Pakistan floods: 1,300 casualties so far with over 5L displaced
Pakistan is dealing with catastrophic floods as one-third of the country is currently submerged. Around 1,300 people have lost their lives, including 29 deaths in the last 24 hours, while over five lakh have been displaced from their homes. Relief and rescue operations are underway as the country has suffered heavy damage, which initial estimates mark around $10 billion.
Why does this story matter?
- Pakistan has been on the receiving end of adverse effects of climate change despite contributing merely 1% to global carbon emissions, as per a report by Nature.
- These effects are seen as a warning sign for the rest of the world.
- Before the floods, Pakistan witnessed four heatwaves leading to multiple forest fires, followed by a long monsoon dumping a record amount of rain.
14 lakh houses damaged, 7 lakh livestock killed
The National Disaster Management Authority (NDMA) said that over 14 lakh houses were partially or completely damaged, and over seven lakh livestock were killed in the floods. The worst affected province is Sindh with 180 deaths, followed by Khyber Pakhtunkhwa (138) and Balochistan (125), as per Geo News. With one-third of the country inundated, over three crore people have been affected in the country.
Over 5 lakh rehabilitated in relief camps
Over five lakh displaced people have been rehabilitated in relief camps across Balochistan, Khyber Pakhtunkhwa, Sindh, and Punjab. Federal Minister of Poverty Alleviation and Social Safety, Shazia Mari said 7,24,000 flood-hit families received a cash relief of PKR 25,000 and an amount of PKR 1,825 crore has been disbursed. She hailed the Benazir Income Support Programme's quick response to relief works.
See Pak minister Shazia Mari's tweet
So far 723,919 families have received the 25,000 cash relief (per family) an amount of Rs.18.25 Billion has been disbursed.— Shazia Atta Marri (@ShaziaAttaMarri) September 3, 2022
Despite challenges,Benazir Income Support Program rolled out its operations within no time after the announcement by Prime Minister. #FloodsInPakistan https://t.co/pqg3IjDAtY
Pakistan looks up to rest of the world for support
Minister for Planning Ahsan Iqbal implored the international community to come forward to support Pakistan. Earlier, Federal Minister for Climate Change, Sherry Rehman had said hygiene kits and waterproof tents were short on the ground, while cash was the immediate need. Pakistan's Economic Affairs Division (EAD) was in touch with 35 bilateral and multilateral donors to bridge funding gaps in relief works.
Worst flood in 47 years has triggered inflation
This is the worst flood the country has witnessed in 47 years and it has triggered inflation, hunger, and fears of an epidemic, leading to a crisis. The inflation rate was reportedly at 21% in June, which steadily grew to 25% in July, and reached 27% in August. Inflation rate for food grains was at 30% while transport rates witnessed a 63% price rise.

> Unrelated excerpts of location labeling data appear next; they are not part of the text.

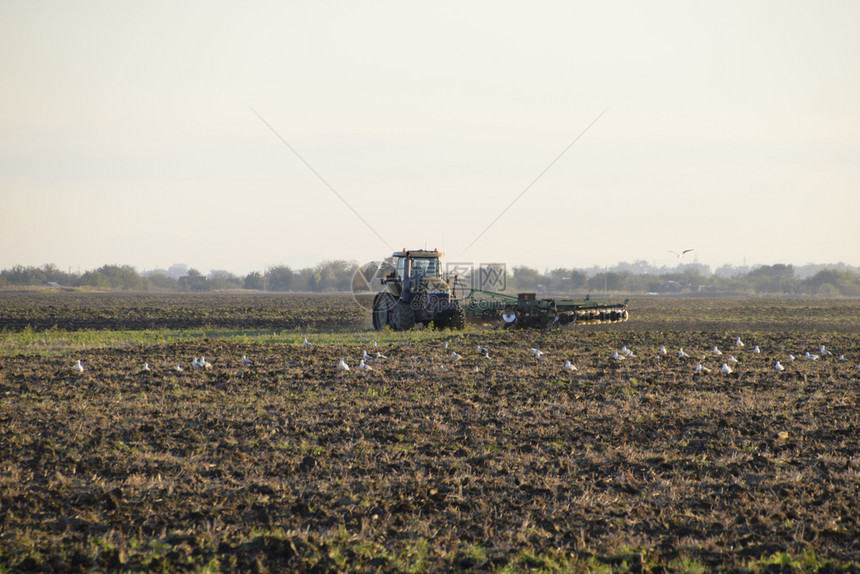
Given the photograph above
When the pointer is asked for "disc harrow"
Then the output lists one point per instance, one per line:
(527, 311)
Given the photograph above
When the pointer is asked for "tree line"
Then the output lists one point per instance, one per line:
(337, 276)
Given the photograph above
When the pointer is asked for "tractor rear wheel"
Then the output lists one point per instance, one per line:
(403, 317)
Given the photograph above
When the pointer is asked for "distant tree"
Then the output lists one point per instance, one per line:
(566, 280)
(279, 278)
(21, 275)
(113, 277)
(777, 278)
(335, 275)
(220, 279)
(527, 279)
(254, 281)
(160, 281)
(194, 281)
(608, 281)
(841, 282)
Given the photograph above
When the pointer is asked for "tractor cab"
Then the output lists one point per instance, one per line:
(415, 292)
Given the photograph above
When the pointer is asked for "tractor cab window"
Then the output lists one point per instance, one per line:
(425, 266)
(401, 267)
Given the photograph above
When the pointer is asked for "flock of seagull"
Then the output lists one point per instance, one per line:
(366, 358)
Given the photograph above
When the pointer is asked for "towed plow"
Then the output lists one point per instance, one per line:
(527, 311)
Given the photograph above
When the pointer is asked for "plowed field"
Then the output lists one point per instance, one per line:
(430, 462)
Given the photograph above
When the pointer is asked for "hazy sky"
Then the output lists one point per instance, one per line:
(128, 132)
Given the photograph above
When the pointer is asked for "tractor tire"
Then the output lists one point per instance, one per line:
(383, 304)
(403, 317)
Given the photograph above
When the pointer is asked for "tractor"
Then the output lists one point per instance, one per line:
(414, 292)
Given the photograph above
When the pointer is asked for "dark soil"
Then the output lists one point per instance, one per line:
(424, 464)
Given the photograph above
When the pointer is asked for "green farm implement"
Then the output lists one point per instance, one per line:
(526, 310)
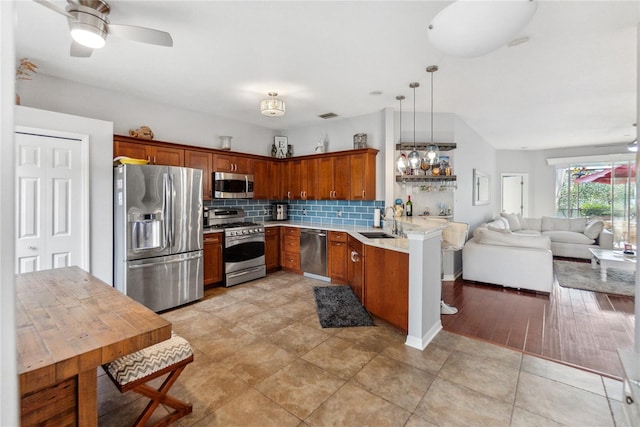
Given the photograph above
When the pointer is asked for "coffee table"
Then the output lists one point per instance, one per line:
(608, 258)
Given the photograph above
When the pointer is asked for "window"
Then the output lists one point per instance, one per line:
(605, 191)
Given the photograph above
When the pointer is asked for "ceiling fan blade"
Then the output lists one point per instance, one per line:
(141, 34)
(55, 8)
(79, 50)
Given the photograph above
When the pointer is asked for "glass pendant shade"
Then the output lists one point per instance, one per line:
(272, 107)
(432, 154)
(414, 159)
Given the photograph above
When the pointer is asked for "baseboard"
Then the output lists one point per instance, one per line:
(422, 343)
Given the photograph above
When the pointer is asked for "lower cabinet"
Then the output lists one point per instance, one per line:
(355, 267)
(272, 247)
(290, 248)
(212, 254)
(386, 293)
(338, 254)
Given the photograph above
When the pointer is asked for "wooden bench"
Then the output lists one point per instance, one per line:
(135, 370)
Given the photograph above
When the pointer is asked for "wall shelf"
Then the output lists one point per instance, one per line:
(422, 146)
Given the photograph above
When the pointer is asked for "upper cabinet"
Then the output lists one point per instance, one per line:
(363, 175)
(201, 160)
(156, 154)
(334, 177)
(232, 163)
(341, 175)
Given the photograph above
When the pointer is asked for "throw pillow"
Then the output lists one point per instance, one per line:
(514, 222)
(593, 229)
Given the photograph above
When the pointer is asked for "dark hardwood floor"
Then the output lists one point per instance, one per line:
(576, 327)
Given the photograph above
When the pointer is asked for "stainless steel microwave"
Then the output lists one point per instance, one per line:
(232, 185)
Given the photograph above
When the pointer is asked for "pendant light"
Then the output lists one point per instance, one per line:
(432, 150)
(414, 156)
(401, 163)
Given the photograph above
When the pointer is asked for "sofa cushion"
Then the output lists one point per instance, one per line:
(563, 224)
(593, 229)
(568, 237)
(514, 220)
(488, 237)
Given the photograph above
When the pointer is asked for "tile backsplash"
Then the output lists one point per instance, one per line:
(334, 212)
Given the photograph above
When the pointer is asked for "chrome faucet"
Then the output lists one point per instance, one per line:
(394, 227)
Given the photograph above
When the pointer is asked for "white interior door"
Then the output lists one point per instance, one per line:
(514, 193)
(51, 205)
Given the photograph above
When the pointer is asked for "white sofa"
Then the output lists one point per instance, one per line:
(518, 252)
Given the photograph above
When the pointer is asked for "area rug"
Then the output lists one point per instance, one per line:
(580, 275)
(338, 307)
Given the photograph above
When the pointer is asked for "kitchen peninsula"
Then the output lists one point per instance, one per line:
(68, 324)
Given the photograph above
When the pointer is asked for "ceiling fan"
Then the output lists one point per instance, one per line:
(89, 25)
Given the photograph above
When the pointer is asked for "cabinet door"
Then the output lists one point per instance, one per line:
(309, 179)
(130, 149)
(201, 160)
(363, 177)
(272, 247)
(386, 290)
(338, 253)
(212, 254)
(355, 268)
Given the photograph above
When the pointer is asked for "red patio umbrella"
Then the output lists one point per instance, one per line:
(604, 176)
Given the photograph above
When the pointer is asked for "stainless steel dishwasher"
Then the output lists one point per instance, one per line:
(313, 252)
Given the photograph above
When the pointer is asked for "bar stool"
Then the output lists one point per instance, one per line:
(135, 370)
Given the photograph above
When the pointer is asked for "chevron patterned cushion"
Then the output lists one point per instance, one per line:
(149, 360)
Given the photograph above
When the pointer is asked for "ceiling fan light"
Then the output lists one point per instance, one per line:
(272, 107)
(88, 35)
(470, 28)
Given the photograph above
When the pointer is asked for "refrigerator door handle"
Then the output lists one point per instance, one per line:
(164, 262)
(168, 214)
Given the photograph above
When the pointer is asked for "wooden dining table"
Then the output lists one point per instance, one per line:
(68, 323)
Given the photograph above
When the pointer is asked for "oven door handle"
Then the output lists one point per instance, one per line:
(236, 240)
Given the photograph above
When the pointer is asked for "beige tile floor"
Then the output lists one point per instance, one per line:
(262, 359)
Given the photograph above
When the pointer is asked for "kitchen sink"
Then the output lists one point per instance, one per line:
(376, 235)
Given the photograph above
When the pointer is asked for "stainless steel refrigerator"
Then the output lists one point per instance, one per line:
(158, 234)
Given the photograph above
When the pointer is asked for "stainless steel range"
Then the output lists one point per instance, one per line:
(243, 251)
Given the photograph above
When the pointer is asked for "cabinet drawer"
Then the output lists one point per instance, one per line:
(290, 260)
(291, 244)
(291, 231)
(271, 231)
(212, 237)
(337, 236)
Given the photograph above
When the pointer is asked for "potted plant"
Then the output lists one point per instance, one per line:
(24, 72)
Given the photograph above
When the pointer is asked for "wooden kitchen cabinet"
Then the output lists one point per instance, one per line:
(141, 149)
(272, 247)
(203, 161)
(363, 176)
(212, 254)
(386, 291)
(355, 267)
(266, 175)
(338, 256)
(290, 249)
(232, 163)
(334, 177)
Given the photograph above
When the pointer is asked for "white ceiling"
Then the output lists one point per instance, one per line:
(573, 84)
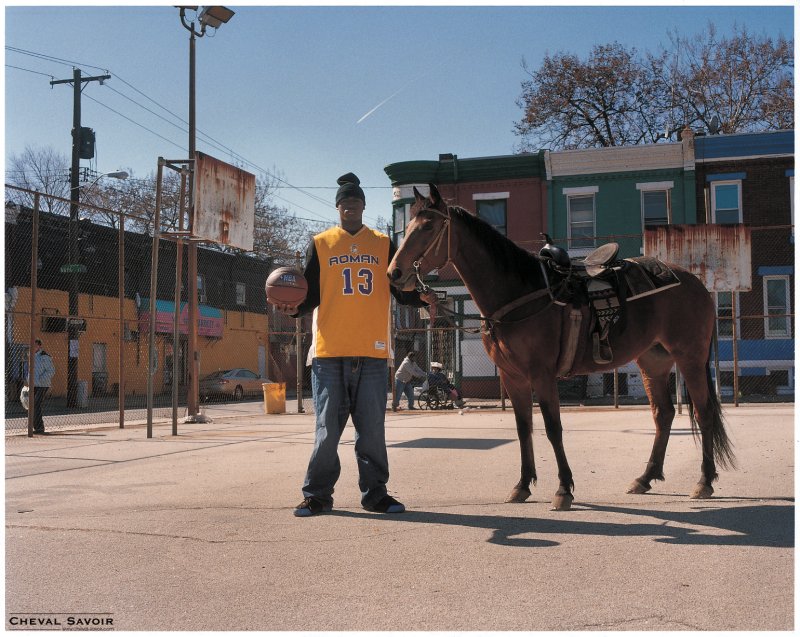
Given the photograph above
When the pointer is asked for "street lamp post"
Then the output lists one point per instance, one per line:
(213, 17)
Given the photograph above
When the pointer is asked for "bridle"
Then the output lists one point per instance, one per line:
(487, 321)
(434, 245)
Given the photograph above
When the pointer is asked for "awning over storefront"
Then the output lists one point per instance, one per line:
(209, 320)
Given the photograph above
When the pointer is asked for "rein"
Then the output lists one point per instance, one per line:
(487, 322)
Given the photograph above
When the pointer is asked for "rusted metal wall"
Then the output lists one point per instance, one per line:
(719, 255)
(224, 203)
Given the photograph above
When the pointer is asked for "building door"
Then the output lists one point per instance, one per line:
(99, 369)
(262, 361)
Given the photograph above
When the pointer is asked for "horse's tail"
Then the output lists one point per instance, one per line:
(722, 446)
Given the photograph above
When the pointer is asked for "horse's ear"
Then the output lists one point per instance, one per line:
(436, 198)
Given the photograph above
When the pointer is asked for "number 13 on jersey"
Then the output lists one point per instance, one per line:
(362, 282)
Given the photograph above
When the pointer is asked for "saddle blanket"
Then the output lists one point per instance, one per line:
(645, 276)
(639, 277)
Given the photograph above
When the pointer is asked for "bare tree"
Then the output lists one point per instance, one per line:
(740, 83)
(43, 170)
(570, 103)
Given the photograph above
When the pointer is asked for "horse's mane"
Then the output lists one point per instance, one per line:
(506, 254)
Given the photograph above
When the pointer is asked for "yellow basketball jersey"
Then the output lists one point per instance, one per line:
(353, 317)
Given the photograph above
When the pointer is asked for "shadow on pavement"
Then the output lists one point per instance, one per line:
(749, 525)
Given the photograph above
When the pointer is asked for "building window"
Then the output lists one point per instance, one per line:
(724, 318)
(493, 212)
(201, 288)
(791, 201)
(399, 222)
(777, 307)
(726, 201)
(656, 203)
(580, 210)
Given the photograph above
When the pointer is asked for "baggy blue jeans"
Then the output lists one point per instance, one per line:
(345, 387)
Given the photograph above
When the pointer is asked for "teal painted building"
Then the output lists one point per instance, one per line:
(598, 195)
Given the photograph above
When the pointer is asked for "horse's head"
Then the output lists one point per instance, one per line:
(426, 245)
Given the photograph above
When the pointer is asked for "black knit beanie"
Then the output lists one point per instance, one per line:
(348, 187)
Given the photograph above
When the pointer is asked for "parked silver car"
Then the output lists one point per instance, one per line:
(232, 383)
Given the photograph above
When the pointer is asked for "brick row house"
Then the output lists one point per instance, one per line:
(584, 198)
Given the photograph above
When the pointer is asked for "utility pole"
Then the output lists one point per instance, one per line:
(72, 266)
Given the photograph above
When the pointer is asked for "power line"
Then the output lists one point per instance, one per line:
(209, 140)
(11, 66)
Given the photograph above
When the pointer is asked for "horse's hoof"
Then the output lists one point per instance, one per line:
(562, 502)
(702, 491)
(638, 487)
(519, 494)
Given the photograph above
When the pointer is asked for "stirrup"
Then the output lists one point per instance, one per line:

What factors contributed to the disaster?
Apart from climate change which triggered torrential rains and glacier melt, structural inequality, poorly-formed policies, and imperial knowledge systems are also to blame, said University Lecturer at Cambridge Ayesha Siddiqi, who studies disasters, postcolonial states, and conflicts. Pakistan has been ranked ninth on NGO German Watch's Global Climate Risk Index, a ranking of nations judged most vulnerable to climate-related extreme weather.